Por ATILIO A. BORON*
Uma crise inventada pelas “democracias ocidentais”
Convido vocês a olharem este mapa elaborado pela BBC. Comprova-se nele a extensão das mentiras contadas pelos líderes das “democracias ocidentais”, que garantiram a Mikhail Gorbachev, quando a União Soviética se desintegrou, que “a OTAN não se moveria um centímetro para o Leste”. O que fizeram, entretanto, foi rodear a Rússia com 14 novos membros da OTAN, cercando esse país do Báltico até o Mar Negro.
Que países formam a OTAN
A OTAN foi criada em plena Guerra Fria (1949) e compreendia originalmente 12 países: Estados Unidos, Canadá, Reino Unido, França, Itália, Dinamarca, Noruega, Luxemburgo, Islândia, Bélgica, Países Baixos e Portugal. Em 1952, a Grécia e a Turquia aderiram, e em 1955 a República Federal da Alemanha. Em 1982, através da traição de Felipe González, a Espanha incorporou-se à organização. Em 1999, juntaram-se Hungria, Polônia e República Checa. Em 2004, a quinta expansão da OTAN teve lugar com a incorporação da Bulgária, Eslováquia, Eslovênia, Estônia, Letônia, Lituânia e Romênia. Em 2009, o processo continuou com a adesão da Croácia e da Albânia; em 2017, Montenegro, e em março de 2020, em meio à pandemia, Macedônia do Norte. Desta forma, esta organização benemérita tem a Rússia completamente encurralada ao longo de toda sua fronteira ocidental, com exceção da Bielorrússia e da Ucrânia.
O que a Rússia reivindica
Não é necessário ser um especialista em questões militares para avaliar o gravíssimo alcance desta situação e a ameaça à segurança nacional russa. Por exemplo, os mísseis carregados com ogivas nucleares empregados na Polônia e Romênia podem atingir um alvo como Moscou em 15 minutos. Aqueles que se instalariam na Ucrânia, caso esse país seja fagocitado pela OTAN, chegariam em apenas cinco minutos, impossibilitando qualquer tipo de defesa. É por isso que o presidente Vladimir Putin tinha razão quando perguntou: “o que é que não se entende?”. A questão é a segurança nacional de um país como a Rússia, que tem sido implacavelmente agredido nos últimos vinte anos com sanções econômicas, diplomáticas, estigmatização midiática e ameaças de todo o tipo, incluindo uma grosseira campanha de difamação contra Putin, e que agora se exacerba com a crise ucraniana.

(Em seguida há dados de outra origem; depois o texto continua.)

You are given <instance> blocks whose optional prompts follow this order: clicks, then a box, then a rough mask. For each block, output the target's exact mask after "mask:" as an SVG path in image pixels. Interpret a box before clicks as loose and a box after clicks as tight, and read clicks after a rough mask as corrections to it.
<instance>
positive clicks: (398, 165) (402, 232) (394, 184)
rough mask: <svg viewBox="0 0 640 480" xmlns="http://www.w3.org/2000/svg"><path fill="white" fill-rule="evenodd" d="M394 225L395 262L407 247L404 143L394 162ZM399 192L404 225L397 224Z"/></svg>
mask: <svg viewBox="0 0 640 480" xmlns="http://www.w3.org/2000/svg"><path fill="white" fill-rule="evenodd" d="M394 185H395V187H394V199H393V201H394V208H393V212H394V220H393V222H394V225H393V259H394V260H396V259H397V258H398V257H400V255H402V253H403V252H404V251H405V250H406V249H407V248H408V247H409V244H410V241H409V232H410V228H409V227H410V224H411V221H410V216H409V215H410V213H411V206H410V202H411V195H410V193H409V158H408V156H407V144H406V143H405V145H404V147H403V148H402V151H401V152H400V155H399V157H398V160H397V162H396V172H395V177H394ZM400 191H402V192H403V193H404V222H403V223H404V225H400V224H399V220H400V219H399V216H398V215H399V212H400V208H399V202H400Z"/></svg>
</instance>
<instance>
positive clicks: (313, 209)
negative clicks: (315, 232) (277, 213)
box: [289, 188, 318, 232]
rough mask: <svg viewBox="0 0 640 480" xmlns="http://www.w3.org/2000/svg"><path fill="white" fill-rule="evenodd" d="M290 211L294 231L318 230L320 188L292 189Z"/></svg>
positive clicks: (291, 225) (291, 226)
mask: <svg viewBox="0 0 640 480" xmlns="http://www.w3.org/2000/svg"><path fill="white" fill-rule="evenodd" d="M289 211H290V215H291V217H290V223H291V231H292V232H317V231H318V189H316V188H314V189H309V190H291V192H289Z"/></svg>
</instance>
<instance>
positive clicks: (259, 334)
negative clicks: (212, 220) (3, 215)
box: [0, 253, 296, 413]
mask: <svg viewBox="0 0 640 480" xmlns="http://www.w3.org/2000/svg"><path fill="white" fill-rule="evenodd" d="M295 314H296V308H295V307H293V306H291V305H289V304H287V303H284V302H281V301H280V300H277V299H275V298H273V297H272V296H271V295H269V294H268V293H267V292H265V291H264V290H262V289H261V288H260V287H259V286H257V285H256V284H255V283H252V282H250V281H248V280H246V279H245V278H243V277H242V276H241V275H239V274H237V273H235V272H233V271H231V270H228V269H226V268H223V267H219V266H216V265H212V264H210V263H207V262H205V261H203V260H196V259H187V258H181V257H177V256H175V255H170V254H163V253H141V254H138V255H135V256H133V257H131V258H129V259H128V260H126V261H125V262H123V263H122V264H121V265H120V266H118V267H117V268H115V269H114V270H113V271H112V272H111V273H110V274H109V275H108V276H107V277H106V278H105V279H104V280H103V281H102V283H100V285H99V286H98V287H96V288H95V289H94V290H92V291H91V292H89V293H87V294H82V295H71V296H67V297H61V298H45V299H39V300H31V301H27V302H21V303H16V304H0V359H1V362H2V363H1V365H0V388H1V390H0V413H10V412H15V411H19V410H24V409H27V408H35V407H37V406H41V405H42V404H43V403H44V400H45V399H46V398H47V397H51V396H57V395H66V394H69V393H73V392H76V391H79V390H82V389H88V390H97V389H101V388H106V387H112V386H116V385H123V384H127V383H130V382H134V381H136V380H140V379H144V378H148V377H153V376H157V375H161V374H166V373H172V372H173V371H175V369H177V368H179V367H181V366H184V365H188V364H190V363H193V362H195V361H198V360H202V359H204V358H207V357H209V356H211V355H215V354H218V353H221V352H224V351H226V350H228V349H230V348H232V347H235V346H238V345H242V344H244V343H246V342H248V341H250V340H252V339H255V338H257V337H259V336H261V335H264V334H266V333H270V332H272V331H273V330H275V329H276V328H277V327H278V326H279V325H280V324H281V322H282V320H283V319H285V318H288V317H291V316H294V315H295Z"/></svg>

Crise, há que dizer, inventada pelas “democracias ocidentais”, na realidade sórdidas oligarquias a serviço do grande capital e da indústria armamentista de seus países, a começar pelos Estados Unidos. Infelizmente, a maioria dos países europeus resignaram-se a ser eunucos obedientes dos presidentes dos Estados Unidos. Foi por isso que se calaram quando, num de seus discursos, Putin perguntou quantas bases militares a Rússia tinha na fronteira dos Estados Unidos, seja no sul, México, ou no norte, Canadá. Ou quantos porta-aviões russos estavam em frente à baía de São Francisco ou nas proximidades de Manhattan. A resposta foi contundente: nenhuma base, nem porta-aviões, nada! Como justificar então tamanha assimetria, em que uma poderosa coalizão de países está cercando a Rússia e o chefe desta organização criminosa (porque não há outra forma de qualificar a OTAN), os Estados Unidos através de seu presidente e de seus líderes políticos (que estão arrastando irresponsavelmente a Europa para uma possível guerra em que nenhum dos milhões de refugiados pedirá ajuda aos norte-americanos, mas destruirá o equilíbrio social e cultural europeu), estimulam uma espiral de violência que põe em risco a paz mundial.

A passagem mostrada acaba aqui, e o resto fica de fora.